Ia menyebut bahwa santri saat ini perlu diarahkan agar memiliki pandangan yang kritis dan tidak mengulangi kesalahan sejarah, termasuk tindakan yang tidak bermoral dalam mencapai tujuan tertentu.
“Dalam konteks ini, santri memang perlu dimotivasi. Motivasi ini untuk mendorong santri menjadi generasi yang lebih baik dari masa lalu. Jadi, pernyataan itu tidak ada masalah,” ujar Itok, Kamis (31/10/2024).
Lebih lanjut, Itok menambahkan bahwa istilah “PKI” yang diucapkan Gus Fawait sebenarnya menggambarkan prinsip moral yang bertentangan dengan praktik yang tidak etis.
“Makna penggunaan istilah PKI pada dasarnya adalah sebagai peringatan bahwa usaha untuk menjegal atau menghalalkan segala cara dalam hal apapun merupakan tindakan tidak bermoral. Dengan demikian, para santri masa kini tidak seharusnya meniru cara tersebut,” paparnya.
Itok pun mengimbau agar masyarakat tidak terburu-buru mengaitkan istilah tersebut dengan tendensi politik tertentu.
Menurutnya, penggunaan istilah ini seharusnya tidak diframing seolah-olah berkaitan dengan salah satu pasangan calon dalam Pilkada Jember 2024.
Menyinggung tentang kedewasaan pemilih, Itok menilai bahwa masyarakat Jember telah cukup cerdas dalam menyikapi isu-isu sensitif seperti PKI.
“Saya yakin masyarakat Jember saat ini sudah cerdas. Isu-isu sensitif seharusnya tidak perlu menjadi fokus utama perhatian kita,” lanjutnya.
Dalam menghadapi Pilkada, Itok mengajak masyarakat Jember untuk lebih memusatkan perhatian pada program kerja yang ditawarkan oleh setiap pasangan calon, khususnya yang berhubungan dengan pemberdayaan santri dan kesejahteraan umat.
Jika dikaitkan dengan refleksi Hari Santri, menurutnya masyarakat dapat fokus pada program-program yang menyangkut kesejahteraan santri, serta memahami perjalanan sejarah santri yang kemudian melahirkan Hari Santri Nasional.
Itok juga menekankan bahwa istilah “PKI” yang digunakan Gus Fawait bukan dimaksudkan untuk tujuan politis.
“Kalau istilah PKI dijadikan stigma dalam konteks Pilkada, maka itu justru menjadi irasional,” ujarnya.

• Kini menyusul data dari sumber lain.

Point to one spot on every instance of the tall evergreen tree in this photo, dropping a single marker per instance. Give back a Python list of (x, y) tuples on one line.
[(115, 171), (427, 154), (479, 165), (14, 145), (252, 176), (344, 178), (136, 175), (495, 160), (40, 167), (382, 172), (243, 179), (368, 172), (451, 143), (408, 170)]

Ia pun berharap agar masyarakat Jember dapat mengedepankan pandangan yang positif dalam memaknai kontestasi politik ini, tanpa terjebak dalam isu sensitif yang justru merusak fokus.
Itok juga mengimbau agar tidak ada pihak yang berlebihan dalam merespons istilah tersebut.
Menurutnya, pilihan politik masyarakat sebaiknya dilandasi oleh program-program yang diusung masing-masing pasangan calon, bukan oleh pengaruh isu-isu yang memprovokasi.
“Masyarakat berhak berpihak kepada pasangan calon manapun tanpa terprovokasi oleh isu PKI. Pilihan politik masyarakat Jember terhadap calon pemimpin harus berlandaskan program yang ditawarkan,” tegasnya.
Di akhir pernyataannya, Itok berharap masyarakat Jember tetap fokus pada masa depan daerah mereka dan terus memberikan dukungan positif bagi santri dan generasi muda agar dapat berkontribusi untuk Jember.
“Kita jangan malah disibukkan dengan isu sensitif dan terjebak dalam dukung mendukung personal dan emosional,” pungkasnya.